Hi:
We’ve developed a product with video. There are 4 input signals connected to the TX2, every signal has a video format YUV422 8bits Packed UYVY. I use cuda to complete the colorspace transformation. But the access speed of memory which allocated by cudaMallocHost is so slow, I can’t fetch the result in time, final, the FPS can’t reach 60.
So, I tested the performance of those memory with codes below.
void stdm_test(size_t cx, size_t cy, int times)
{
char* src;
char* dst;
const size_t sz = cx*cy*4;
src = new char[sz];
dst = new char[sz];
auto t1 = std::chrono::high_resolution_clock::now();
for (int i = 0; i < times; ++i) {
memcpy(dst, src, sz);
}
auto t2 = std::chrono::high_resolution_clock::now();
auto ts = std::chrono::duration<double>(t2 - t1).count();
printf("stdm takes:%f seconds, Avg speed:%8.3fM/s\n", ts, (double)sz*times/ts/1024/1024.);
delete[] src;
delete[] dst;
}
void cuda_test(size_t cx, size_t cy, int times)
{
char* src;
char* dst;
const size_t sz = cx*cy*4;
cudaHostAlloc((void**)&src, sz, cudaHostAllocMapped);
cudaHostAlloc((void**)&dst, sz, cudaHostAllocMapped);
auto t1 = std::chrono::high_resolution_clock::now();
for (int i = 0; i < times; ++i) {
memcpy(dst, src, sz);
}
auto t2 = std::chrono::high_resolution_clock::now();
auto ts = std::chrono::duration<double>(t2 - t1).count();
printf("cuda takes:%f seconds, Avg speed:%8.3fM/s\n", ts, (double)sz*times/ts/1024/1024.);
cudaFreeHost(src);
cudaFreeHost(dst);
}
On TX2, the result is:
stdm: 3783 M/s
cuda: 582 M/s
I did the same testing on my PC with Quadra P620, the result is:
stdm: 4556 M/s
cuda: 4601 M/s
Why? Could you give me some suggestions to improve my program please? Please give me a minute to introduce my program.
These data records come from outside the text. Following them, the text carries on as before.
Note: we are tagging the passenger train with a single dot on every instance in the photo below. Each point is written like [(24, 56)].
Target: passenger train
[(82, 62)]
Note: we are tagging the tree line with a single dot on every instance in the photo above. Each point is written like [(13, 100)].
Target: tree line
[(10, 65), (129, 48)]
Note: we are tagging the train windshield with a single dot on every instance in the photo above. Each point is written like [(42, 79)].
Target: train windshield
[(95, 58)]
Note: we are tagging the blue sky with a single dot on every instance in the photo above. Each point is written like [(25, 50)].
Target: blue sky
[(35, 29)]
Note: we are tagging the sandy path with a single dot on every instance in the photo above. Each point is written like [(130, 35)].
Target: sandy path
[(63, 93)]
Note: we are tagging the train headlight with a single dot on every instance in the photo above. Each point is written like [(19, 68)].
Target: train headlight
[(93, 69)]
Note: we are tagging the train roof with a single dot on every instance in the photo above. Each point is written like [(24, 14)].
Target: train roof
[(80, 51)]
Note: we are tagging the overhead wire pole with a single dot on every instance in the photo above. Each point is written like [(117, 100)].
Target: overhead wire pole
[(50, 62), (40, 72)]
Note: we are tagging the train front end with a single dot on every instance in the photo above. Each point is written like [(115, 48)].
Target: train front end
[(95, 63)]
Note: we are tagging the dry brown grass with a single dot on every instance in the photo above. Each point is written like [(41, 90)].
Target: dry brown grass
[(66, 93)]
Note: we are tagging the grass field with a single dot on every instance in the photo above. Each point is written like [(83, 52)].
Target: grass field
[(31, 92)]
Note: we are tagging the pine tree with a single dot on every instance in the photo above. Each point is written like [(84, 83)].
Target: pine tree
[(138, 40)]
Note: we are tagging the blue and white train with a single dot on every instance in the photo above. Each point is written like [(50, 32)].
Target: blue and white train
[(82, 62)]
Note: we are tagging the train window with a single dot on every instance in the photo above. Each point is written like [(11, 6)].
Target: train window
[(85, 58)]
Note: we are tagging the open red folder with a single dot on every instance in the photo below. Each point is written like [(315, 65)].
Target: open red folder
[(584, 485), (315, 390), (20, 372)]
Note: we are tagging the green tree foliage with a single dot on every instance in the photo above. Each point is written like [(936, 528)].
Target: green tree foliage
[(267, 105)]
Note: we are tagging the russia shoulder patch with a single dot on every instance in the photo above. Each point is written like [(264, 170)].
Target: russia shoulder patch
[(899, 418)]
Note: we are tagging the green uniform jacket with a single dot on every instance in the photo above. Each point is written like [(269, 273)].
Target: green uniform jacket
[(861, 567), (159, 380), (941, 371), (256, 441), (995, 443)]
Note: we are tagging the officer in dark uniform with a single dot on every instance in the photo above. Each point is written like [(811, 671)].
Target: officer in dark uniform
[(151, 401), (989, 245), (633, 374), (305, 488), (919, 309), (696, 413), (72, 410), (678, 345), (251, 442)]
I create a thread to poll the video device(/dev/video0~N), when a frame was ready, the thread will copy the frame data to the buffer which was allocated by cudaMallocHost, then start the cuda-kernel to complete colorspace transformation(To RGBA), finally, the thread broadcast the result to it’s subscribers.
I created a sample subscriber for our customers to demonstrate the usage of our product. When the subscriber received a frame, I clone it and share the clone to the renderer thread. The procedure of clone is just a cudaMemcpy invocation, but this operation will take more than 16 milliseconds, it’s really bad.